Un alpinista milanese – M.S., di 48 anni – è precipitato sul Lagazuoi.
Ieri, alle 17.20 la Centrale del Suem è stata allertata da una scalatrice: il fratello, con cui era legata in cordata, è volato per diversi metri, mentre stavano scalando la Via del Buco. E lei non riusciva a vederlo.
Non potendo avvicinarsi per il troppo vento alla parete, l’elicottero del Suem di Pieve di Cadore ha trasportato in quota una squadra del Soccorso alpino di Cortina.
Dalle prime informazioni, i fratelli erano usciti al di fuori del tracciato.

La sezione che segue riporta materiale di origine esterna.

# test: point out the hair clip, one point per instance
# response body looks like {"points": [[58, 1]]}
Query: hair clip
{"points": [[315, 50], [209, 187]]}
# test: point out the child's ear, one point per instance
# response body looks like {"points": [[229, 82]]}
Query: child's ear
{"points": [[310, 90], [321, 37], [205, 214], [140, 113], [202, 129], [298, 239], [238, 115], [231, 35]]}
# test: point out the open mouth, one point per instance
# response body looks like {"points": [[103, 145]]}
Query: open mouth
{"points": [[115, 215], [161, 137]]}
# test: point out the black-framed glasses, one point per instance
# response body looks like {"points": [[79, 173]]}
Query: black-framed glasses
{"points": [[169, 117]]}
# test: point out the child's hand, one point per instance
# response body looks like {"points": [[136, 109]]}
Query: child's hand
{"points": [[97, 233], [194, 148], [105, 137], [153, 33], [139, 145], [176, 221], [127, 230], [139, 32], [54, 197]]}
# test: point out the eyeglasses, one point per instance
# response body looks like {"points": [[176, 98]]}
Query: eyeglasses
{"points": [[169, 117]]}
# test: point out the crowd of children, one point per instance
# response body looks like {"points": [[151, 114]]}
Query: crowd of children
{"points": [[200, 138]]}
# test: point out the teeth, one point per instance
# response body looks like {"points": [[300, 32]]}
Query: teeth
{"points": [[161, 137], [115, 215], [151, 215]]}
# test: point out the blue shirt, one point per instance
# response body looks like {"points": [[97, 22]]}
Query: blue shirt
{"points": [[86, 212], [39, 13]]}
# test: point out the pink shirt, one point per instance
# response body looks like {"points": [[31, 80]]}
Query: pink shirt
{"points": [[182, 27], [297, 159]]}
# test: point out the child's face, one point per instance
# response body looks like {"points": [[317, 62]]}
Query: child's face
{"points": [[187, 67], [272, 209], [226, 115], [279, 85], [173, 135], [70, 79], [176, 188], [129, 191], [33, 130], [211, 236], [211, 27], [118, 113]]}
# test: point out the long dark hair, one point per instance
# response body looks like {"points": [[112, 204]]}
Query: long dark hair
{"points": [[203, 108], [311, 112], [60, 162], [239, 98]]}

Così l’uomo, resosi conto dello sbaglio, ha chiesto alla sorella di calarlo, quando all’improvviso è precipitato finendo su un piccolo terrazzino erboso: una cinquantina di metri più in basso. Alcuni soccorritori hanno raggiunto la donna, ferma in sosta, e l’hanno sollevata sulla cima, mentre un altro tecnico si è calato fino all’alpinista.

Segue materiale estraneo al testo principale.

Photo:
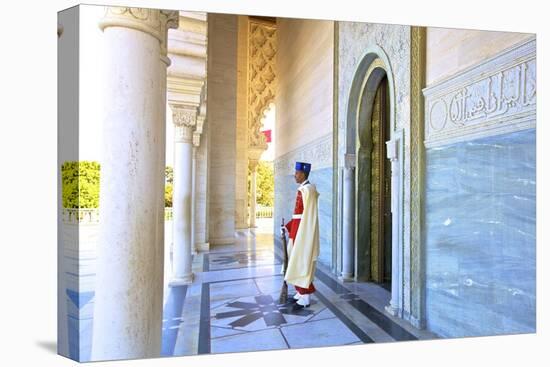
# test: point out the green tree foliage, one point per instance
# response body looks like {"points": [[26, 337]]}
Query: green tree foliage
{"points": [[169, 174], [265, 190], [168, 188], [80, 184]]}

Appena il vento lo ha permesso, l’eliambulanza ha recuperato la donna e l’ha trasportata al campo base, per affidarla all’equipe medica a seguito dei possibili traumi e abrasioni alle mani.
L’elicottero è poi tornato in parete in una seconda rotazione, per provvedere al recupero della salma e del soccorritore. Alle operazioni ha preso parte il Soccorso alpino di Cortina, della Guardia di finanza e dei Carabinieri.